La jurisprudence malikite mentionne les principaux critères d’interprétation utilisés : « L’imam Mâlik laisse également une orientation méthodologique qui servait de guide à ceux qui voulaient l’imiter et qui prendra le nom de Mazah (rite, école, obédience,…). Cette orientation générale est fondée sur sept piliers fondamentaux appelés : « Fondement principologique du rite mâlikite.

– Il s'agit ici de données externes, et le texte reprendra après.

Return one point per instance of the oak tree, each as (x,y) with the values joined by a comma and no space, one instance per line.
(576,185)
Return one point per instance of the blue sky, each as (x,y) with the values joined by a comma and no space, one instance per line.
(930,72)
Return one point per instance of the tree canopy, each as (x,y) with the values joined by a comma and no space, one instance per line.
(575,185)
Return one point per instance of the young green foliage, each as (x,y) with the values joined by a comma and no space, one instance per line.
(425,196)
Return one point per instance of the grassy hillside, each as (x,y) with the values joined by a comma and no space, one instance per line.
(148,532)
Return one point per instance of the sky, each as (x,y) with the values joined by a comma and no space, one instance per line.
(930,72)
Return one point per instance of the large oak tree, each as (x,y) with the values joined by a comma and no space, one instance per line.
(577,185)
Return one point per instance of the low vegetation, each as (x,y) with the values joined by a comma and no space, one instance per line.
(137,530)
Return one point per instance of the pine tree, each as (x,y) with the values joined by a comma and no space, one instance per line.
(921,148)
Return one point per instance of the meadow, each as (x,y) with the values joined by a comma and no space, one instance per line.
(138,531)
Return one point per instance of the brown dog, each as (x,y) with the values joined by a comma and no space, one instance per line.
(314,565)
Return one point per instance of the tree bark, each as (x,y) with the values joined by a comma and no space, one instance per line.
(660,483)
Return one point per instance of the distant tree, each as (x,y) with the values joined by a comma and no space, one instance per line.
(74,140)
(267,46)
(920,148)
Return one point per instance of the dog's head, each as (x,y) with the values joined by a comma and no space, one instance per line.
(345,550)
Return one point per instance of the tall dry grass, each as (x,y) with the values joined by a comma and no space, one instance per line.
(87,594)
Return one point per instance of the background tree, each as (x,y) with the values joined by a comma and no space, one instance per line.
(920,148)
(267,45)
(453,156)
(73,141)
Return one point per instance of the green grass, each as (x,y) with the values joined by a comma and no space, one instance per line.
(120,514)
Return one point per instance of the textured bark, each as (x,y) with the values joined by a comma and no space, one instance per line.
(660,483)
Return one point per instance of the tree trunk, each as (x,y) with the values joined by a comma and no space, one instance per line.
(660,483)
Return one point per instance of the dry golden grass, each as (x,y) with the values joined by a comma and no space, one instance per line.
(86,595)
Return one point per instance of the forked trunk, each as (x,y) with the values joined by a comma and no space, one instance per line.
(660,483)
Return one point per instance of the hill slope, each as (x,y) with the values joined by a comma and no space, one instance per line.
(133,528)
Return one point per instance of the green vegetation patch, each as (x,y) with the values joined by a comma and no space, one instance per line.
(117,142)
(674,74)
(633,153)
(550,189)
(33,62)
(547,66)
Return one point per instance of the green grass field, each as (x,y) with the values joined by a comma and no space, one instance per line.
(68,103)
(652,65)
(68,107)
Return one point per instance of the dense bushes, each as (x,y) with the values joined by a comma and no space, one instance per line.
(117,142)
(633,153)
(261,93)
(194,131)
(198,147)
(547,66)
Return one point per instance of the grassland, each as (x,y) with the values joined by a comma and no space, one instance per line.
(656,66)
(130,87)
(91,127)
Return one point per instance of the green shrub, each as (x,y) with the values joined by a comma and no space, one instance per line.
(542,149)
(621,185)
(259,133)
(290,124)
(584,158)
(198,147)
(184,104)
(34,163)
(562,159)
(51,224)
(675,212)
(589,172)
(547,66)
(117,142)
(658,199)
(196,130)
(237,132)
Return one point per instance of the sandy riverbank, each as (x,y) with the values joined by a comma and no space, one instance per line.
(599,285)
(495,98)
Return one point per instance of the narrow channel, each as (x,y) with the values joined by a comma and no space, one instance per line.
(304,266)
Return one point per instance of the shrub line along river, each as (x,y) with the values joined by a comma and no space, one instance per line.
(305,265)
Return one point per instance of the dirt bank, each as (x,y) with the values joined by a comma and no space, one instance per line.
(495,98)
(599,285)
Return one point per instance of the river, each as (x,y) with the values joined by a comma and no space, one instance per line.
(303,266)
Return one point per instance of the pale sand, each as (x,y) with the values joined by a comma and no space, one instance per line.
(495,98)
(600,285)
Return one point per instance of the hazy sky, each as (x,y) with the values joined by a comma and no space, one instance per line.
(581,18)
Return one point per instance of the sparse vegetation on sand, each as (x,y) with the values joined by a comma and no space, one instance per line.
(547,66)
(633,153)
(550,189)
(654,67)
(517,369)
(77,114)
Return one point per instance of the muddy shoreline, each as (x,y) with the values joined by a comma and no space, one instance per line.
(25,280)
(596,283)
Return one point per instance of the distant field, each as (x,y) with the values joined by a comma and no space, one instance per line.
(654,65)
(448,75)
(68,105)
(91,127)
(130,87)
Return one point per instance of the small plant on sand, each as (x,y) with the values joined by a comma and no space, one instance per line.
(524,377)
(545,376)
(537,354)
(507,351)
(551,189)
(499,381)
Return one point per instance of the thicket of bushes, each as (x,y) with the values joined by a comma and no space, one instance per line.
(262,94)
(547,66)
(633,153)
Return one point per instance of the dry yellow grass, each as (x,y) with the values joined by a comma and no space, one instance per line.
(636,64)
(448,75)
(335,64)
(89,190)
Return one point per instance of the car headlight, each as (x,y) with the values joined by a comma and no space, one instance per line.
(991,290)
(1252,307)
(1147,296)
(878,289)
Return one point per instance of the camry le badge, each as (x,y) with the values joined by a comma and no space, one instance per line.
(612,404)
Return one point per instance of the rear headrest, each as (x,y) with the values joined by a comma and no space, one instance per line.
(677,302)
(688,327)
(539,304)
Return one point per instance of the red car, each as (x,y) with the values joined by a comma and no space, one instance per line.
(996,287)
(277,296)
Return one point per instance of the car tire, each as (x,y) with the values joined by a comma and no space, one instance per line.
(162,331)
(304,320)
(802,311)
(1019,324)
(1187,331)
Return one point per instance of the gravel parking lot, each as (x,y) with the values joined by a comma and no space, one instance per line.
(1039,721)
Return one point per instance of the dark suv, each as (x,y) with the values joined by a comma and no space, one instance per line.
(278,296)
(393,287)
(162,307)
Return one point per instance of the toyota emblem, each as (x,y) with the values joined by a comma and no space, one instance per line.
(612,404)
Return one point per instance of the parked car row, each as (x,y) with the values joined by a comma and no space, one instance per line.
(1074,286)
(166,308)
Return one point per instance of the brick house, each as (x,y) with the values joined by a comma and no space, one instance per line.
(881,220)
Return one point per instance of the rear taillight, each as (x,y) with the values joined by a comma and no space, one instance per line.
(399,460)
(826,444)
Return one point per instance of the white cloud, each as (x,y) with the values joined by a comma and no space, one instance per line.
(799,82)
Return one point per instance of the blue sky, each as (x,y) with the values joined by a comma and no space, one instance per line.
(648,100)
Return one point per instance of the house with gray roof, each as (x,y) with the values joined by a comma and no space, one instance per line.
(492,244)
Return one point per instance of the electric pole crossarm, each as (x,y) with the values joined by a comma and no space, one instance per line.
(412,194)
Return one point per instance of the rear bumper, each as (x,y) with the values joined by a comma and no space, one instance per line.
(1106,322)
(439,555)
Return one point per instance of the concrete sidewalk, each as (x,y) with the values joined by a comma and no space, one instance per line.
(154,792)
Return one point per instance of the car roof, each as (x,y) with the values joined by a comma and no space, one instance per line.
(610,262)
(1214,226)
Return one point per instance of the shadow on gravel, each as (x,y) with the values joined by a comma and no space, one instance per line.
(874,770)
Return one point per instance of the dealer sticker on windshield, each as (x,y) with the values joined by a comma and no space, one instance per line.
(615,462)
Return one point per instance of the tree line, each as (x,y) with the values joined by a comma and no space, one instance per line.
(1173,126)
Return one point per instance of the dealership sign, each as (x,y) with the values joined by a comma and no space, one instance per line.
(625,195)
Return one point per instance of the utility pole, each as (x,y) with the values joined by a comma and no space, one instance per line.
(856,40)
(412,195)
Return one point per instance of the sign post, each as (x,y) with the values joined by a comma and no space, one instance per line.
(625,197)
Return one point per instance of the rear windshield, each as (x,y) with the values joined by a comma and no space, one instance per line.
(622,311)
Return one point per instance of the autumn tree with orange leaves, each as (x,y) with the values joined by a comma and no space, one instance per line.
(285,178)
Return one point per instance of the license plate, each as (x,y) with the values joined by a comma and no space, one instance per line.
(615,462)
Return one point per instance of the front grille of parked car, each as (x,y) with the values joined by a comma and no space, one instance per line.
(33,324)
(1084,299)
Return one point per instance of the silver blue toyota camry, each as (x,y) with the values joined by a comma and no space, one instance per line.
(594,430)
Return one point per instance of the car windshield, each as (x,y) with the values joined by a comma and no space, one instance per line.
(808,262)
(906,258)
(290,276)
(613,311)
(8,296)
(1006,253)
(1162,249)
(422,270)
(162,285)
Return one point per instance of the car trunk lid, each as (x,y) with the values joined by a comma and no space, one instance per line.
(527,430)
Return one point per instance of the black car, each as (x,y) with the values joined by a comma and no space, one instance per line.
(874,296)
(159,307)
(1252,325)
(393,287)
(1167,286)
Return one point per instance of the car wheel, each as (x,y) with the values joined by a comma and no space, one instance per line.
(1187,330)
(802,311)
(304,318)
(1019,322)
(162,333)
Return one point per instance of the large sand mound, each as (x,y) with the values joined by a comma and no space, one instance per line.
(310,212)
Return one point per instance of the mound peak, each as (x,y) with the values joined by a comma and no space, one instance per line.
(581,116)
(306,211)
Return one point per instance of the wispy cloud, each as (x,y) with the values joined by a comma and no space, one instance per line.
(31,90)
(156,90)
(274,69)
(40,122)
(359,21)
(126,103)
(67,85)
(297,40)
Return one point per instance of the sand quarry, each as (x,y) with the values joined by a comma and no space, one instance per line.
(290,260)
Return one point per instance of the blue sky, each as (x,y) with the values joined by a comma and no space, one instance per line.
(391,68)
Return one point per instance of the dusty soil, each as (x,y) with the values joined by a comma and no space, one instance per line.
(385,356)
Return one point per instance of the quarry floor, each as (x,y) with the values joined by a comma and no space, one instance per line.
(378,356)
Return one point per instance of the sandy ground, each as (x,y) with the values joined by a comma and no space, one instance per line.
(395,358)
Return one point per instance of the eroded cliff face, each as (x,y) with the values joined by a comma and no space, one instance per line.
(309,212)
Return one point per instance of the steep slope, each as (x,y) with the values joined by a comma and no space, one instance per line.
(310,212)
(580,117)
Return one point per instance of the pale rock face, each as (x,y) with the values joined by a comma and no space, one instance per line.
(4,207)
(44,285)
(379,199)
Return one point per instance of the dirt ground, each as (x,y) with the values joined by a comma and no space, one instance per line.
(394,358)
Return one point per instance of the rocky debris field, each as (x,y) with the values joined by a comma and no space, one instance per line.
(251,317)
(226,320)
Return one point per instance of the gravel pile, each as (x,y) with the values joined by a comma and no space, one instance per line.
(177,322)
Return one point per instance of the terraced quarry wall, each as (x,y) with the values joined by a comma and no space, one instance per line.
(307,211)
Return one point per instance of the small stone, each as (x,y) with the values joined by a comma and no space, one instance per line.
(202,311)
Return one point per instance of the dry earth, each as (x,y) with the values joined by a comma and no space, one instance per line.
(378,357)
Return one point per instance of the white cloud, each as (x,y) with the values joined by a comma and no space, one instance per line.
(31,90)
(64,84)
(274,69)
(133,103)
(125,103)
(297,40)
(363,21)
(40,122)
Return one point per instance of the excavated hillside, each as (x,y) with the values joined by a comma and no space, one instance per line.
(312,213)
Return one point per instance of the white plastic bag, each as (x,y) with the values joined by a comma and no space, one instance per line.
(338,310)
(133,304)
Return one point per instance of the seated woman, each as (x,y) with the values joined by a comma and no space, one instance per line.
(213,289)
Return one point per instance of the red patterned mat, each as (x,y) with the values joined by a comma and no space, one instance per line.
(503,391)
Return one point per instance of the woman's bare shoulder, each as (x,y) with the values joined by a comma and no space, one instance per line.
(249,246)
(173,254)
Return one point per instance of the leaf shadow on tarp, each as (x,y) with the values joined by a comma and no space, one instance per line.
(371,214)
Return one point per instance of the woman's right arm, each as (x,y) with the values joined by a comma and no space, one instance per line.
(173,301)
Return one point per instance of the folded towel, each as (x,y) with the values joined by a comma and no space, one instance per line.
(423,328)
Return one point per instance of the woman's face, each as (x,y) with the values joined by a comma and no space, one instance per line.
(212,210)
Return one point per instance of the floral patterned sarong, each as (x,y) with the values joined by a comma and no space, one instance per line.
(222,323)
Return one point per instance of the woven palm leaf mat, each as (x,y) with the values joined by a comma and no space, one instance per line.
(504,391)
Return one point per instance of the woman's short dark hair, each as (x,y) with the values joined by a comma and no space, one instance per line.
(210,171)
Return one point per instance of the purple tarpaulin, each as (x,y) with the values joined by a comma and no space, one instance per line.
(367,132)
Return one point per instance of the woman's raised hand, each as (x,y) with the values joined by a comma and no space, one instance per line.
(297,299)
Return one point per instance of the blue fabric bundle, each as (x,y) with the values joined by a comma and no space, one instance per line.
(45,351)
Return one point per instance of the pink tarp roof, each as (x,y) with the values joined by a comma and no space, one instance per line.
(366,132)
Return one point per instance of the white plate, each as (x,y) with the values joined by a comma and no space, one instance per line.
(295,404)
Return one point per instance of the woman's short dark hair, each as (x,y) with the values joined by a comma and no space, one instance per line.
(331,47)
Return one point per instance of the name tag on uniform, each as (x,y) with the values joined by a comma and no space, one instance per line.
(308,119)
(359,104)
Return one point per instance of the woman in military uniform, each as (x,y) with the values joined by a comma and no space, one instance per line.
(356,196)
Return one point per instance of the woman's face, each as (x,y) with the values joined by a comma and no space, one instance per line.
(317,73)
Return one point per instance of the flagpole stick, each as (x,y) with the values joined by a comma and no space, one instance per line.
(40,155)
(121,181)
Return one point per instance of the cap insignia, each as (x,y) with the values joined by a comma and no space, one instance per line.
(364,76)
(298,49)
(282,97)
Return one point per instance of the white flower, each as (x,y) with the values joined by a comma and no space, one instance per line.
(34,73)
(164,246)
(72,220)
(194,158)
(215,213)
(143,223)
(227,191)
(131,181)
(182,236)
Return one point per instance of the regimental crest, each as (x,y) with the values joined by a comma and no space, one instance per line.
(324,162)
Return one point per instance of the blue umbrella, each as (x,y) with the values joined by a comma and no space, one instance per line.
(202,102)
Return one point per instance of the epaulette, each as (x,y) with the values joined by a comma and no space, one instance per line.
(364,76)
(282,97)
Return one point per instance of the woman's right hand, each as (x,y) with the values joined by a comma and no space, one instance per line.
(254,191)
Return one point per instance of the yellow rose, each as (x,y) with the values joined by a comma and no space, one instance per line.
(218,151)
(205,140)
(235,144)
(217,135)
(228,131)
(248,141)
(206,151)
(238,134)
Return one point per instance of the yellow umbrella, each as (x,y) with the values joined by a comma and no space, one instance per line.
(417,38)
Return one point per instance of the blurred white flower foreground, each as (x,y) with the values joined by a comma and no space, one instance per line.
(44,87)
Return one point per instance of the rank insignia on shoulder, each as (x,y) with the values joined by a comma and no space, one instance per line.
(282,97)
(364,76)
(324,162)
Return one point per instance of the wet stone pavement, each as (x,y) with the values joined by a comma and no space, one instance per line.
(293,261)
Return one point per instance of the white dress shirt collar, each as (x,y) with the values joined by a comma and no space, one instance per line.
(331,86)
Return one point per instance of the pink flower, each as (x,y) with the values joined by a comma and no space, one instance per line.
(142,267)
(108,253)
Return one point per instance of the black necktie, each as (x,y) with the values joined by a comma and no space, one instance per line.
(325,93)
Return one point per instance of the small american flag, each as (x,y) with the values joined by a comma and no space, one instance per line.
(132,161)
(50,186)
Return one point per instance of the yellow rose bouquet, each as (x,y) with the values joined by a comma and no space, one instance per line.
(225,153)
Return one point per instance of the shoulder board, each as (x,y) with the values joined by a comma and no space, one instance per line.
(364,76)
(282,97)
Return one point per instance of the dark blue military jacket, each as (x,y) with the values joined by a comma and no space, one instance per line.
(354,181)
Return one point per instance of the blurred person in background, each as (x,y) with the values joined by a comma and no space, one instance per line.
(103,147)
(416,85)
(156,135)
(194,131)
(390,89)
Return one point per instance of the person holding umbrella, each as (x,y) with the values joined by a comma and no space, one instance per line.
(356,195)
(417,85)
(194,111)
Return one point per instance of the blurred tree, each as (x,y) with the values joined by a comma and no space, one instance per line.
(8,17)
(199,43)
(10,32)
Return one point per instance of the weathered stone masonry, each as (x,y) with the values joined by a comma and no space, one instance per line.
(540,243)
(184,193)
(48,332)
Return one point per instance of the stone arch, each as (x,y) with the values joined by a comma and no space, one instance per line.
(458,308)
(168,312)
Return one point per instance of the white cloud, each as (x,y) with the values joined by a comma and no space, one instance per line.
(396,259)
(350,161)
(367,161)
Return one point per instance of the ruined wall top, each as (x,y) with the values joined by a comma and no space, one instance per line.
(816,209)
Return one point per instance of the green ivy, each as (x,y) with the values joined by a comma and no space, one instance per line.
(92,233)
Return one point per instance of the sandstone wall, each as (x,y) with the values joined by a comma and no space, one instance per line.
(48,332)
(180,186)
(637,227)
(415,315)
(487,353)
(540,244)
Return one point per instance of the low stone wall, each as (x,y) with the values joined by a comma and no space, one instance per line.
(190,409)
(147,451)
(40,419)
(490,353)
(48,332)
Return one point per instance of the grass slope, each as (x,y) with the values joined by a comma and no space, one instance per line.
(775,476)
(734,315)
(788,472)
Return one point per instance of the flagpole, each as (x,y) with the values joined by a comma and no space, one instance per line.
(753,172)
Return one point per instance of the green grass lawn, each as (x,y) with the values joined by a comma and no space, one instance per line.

Ces piliers sont : 1) le Coran ; 2) la Sunnah ; 3) l’unanimité des compagnons ; 4) l’analogie ; 5) l’intérêt commun ; 6) la tradition des Médinois ; 7) les points de vue individuels des compagnons. » »

Le Conseil Européen des fatwas indique« Pour prononcer des fatwas, le Conseil européen des fatwas et de la recherche se réfère :
1) Aux sources reconnues du droit musulman qui sont : le Coran, la Sunna (Tradition du Prophète), le consensus communautaire (ijmâ’) et le raisonnement analogique (qiyâs).
2) À différents principes de législation qui n’ont pas fait l’objet de consensus, parmi lesquels :
– « al-istihsân », qui consiste à juger conforme à la volonté divine toute disposition légale qui est bonne en soi ou dont les effets sont bénéfiques ;
– « al-maslaha al-mursala », c’est-à-dire l’intérêt avéré ;
– « al-istishâb », c’est-à-dire les cas de jurisprudence, la coutume, le rite de l’un des compagnons du Prophète ainsi que les législations de nos prédécesseurs, avec leurs conditions et leurs normes connues des théologiens, notamment si, dans leur application, réside un intérêt général. »

Sans rentrer dans des considérations exégétiques pointues, on peut avoir le sentiment que certains critères d’interprétation mériteraient d’être assez significativement précisés.

En tout état de cause, pour les sociétés occidentales, la question est essentiellement de savoir si le résultat de l’interprétation est suffisamment clair et précis au regard des valeurs occidentales. Le cheminement de la réflexion religieuse a finalement peu d’importance : quoi qu’on pense du caractère absurde ou compréhensible de la dialectique mise en œuvre par les représentants religieux, seul le résultat compte.